Why China’s Hanfu Trend Won’t Cool Down – Jing Daily
The central theses:
Hanfu has grown from a niche Gen Z hobby to a huge consumer market of 400 million people in just a few short years.
The rise of Hanfu is being driven by a mix of rising nationalism, savvy local brands, and increased social hype among the Chinese generation.
For brands, Hanfu’s continued popularity among young Chinese proves that consumers want brands to recognize their cultural heritage and break away from a Western-centric standard of beauty.

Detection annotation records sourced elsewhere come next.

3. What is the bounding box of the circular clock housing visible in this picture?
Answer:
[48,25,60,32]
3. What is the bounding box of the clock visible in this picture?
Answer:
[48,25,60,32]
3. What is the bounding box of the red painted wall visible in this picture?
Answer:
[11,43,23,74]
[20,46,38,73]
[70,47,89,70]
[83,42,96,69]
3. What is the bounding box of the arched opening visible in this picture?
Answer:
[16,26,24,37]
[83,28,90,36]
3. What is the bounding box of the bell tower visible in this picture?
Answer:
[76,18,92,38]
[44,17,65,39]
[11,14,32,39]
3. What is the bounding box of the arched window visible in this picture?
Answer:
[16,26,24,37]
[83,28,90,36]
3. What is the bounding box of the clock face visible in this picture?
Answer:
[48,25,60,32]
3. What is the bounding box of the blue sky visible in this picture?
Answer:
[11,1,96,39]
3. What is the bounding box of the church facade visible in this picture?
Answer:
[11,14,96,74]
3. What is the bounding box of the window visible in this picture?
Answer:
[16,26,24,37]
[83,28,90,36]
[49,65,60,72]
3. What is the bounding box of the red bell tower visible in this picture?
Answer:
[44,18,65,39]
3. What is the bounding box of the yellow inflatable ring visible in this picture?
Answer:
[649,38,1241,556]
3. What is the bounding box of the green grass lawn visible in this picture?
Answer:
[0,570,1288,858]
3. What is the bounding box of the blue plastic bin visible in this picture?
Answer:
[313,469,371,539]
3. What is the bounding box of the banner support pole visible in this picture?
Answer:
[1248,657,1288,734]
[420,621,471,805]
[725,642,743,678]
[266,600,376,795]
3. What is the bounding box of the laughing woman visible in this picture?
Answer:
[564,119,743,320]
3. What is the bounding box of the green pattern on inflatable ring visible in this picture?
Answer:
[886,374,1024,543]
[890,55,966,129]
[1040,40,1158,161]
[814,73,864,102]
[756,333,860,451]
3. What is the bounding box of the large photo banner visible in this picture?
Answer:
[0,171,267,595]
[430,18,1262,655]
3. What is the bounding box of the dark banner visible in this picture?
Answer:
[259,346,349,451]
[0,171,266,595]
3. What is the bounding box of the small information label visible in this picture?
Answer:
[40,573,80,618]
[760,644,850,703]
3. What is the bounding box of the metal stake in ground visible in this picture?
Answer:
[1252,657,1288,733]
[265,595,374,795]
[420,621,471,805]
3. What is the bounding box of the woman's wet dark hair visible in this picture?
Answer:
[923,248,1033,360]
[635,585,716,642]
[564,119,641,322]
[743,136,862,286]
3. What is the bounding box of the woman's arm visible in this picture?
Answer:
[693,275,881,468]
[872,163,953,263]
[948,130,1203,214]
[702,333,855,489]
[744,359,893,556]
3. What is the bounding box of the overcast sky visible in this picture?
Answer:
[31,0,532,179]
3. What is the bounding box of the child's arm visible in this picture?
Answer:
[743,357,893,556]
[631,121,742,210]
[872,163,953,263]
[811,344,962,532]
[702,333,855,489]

In recent years, young Chinese people have elevated Hanfu – traditional Han Chinese costumes – from a niche hobby to a generation cultural expression while turning it into a consumer market of 400 million people. Fueled by a mix of rising nationalism, skillful local branding, and KOL-driven hype, the rise of Hanfu is a telling example of what young Chinese consumers today expect from brands – an appreciation of their cultural heritage and a post-hegemonic approach to style manufacturing.
Alibaba said over 20 million people bought hanfu on the Taobao shopping site last year. In July 2019, Alibaba launched its Gutao app, a social platform devoted to Hanfu shopping to meet skyrocketing consumer interests. Shisanyu, a DTC Hanfu label founded in 2016, climbed the site’s top ten best-selling brands list last year and is now worth $ 16 million.
Gen-Z China’s passion for Hanfu has also turned this trend from being a pure internet phenomenon to one of the hottest cultural topics in the country. At the SS21 Shanghai Fashion Week last year, Hanfu shows were a central part of the program. Since 2018, the annual Hanfu Festival in Xitang has been attracting more than a hundred thousand visitors every year to meet with other enthusiasts and look for new trends.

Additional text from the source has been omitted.